Aims and objectives. According to the national multicentric cross-sectional survey conducted in 2019 in France, 1449 children were treated with long term continuous positive airway pressure (CPAP) or noninvasive ventilation (NIV).

Methods. As the prescription of CPAP/NIV is increasing in children with obesity and OSA (OSA-II) and in otherwise healthy children with OSA (OSA-I), we performed a sub-analysis of this survey.
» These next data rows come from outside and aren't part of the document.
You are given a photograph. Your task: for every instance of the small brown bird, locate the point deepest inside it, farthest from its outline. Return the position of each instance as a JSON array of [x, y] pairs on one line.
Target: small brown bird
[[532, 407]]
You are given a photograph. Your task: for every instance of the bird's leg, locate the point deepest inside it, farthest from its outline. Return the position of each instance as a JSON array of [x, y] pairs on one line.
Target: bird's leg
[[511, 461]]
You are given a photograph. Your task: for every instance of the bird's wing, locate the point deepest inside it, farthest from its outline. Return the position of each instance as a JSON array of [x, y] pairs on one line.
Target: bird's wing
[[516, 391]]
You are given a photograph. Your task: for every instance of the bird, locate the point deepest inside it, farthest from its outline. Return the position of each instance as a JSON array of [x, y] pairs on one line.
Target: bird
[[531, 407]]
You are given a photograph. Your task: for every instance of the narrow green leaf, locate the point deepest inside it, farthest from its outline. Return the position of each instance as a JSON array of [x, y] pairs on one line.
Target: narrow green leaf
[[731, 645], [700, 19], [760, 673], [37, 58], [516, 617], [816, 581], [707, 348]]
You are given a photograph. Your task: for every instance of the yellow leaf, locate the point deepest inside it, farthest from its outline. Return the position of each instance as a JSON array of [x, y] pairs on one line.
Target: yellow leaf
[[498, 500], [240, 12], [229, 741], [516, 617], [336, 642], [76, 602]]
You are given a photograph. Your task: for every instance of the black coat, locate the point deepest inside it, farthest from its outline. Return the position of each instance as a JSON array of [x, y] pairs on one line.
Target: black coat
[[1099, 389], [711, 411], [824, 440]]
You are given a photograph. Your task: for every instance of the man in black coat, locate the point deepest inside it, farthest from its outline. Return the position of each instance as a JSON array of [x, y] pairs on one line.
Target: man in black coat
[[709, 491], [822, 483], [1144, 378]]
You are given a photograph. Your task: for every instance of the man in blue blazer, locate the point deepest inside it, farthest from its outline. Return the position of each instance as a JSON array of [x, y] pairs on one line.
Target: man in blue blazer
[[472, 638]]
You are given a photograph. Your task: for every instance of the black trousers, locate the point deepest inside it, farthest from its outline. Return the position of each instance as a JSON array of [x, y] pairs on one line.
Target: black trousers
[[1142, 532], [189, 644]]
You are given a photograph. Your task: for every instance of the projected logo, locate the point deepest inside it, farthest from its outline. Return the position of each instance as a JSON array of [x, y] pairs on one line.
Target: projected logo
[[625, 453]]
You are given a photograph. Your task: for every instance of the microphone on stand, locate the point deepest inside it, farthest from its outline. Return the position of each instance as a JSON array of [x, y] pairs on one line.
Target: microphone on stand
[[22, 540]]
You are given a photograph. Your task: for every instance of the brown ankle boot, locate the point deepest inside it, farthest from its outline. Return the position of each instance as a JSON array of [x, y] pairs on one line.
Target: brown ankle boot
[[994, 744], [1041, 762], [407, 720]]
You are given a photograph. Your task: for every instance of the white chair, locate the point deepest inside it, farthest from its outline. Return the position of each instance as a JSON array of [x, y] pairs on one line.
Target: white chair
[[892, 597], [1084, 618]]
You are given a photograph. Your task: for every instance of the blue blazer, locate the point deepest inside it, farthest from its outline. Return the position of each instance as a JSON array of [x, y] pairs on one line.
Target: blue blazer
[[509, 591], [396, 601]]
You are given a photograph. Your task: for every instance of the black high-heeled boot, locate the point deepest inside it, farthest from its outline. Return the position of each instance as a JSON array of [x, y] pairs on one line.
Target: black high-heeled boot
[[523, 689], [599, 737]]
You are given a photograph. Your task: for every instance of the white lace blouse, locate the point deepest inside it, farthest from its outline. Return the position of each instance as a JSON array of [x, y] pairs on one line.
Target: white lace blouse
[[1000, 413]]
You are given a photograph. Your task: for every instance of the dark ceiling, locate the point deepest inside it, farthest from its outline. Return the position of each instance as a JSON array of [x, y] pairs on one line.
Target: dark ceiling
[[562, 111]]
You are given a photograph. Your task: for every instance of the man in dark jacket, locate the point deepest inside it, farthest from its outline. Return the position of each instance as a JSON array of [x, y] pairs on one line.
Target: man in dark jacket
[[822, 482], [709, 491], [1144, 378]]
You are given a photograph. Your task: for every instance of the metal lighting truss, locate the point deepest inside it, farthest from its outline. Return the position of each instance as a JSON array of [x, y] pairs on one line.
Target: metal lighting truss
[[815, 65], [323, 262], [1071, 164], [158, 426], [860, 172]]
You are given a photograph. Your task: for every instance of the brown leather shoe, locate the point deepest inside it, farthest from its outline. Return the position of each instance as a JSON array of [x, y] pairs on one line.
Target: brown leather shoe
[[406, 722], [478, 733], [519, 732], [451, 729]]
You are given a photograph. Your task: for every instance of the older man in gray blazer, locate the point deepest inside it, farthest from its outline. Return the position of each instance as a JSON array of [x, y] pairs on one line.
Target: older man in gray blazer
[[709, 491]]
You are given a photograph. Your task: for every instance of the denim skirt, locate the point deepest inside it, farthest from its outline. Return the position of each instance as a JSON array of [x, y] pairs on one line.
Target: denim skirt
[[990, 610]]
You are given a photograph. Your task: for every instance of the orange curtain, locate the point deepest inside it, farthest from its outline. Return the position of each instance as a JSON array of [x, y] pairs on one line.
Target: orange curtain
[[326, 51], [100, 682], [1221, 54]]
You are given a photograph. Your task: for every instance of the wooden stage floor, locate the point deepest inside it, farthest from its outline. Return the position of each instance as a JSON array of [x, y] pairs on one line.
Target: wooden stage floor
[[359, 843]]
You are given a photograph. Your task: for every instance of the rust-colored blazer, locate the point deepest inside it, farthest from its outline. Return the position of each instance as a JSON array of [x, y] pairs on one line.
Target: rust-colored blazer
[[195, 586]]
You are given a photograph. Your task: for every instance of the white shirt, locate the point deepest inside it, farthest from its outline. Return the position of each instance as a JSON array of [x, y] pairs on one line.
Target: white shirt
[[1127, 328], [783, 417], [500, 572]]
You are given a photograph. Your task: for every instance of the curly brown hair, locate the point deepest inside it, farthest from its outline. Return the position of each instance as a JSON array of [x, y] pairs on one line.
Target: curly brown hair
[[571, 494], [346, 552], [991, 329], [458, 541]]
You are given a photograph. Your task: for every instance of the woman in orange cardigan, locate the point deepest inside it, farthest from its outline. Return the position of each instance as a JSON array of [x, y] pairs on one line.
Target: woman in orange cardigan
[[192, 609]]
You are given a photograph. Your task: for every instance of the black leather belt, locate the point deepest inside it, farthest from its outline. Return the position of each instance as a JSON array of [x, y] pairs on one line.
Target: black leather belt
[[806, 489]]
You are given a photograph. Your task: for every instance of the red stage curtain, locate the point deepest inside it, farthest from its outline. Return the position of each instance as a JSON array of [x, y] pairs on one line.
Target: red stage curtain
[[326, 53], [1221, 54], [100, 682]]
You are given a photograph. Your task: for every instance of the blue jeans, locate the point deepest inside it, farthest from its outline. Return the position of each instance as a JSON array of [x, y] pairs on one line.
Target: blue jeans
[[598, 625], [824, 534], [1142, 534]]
Results. OSA-II patients (n=144, 10% of the national cohort, 72% males) were older at CPAP/NIV initiation (median age 11.8 vs 6.4 years old, p<0.001) and were treated for a longer time (1.5 vs 0.8 years, p=0.008) with CPAP/NIV than OSA-I patients (n=84, 6% of the national cohort, 71% males). OSA-II patients were treated with NIV as often as OSA-I patients (13% vs 6%, p=0.142), and there was no difference in objective compliance (median 7h/night, p=0.054). Greater EPAP level was used for OSA-II as compared to OSA-I patients (8 vs 7 cmH2O, p=0.019). Nasal mask was the most used interface in both groups. In most patients, the apneas-hypopneas index (AHI) (63% vs 76%) or the AHI in association with nocturnal gas exchange parameters (25% vs 21%) were used as initiation criteria of CPAP/NIV, without significant differences between OSA-II and OSA-I patients, respectively. In both groups, there was no difference between males and females for compliance and settings. Limitation of this study is the lack of some clinical and diagnostic data (body mass index, AHI values).

Conclusion. This study is one of the first to compare nation-wide data on OSA-II and OSA-I patients highlighting the rising importance of a tailored management for CPAP/NIV.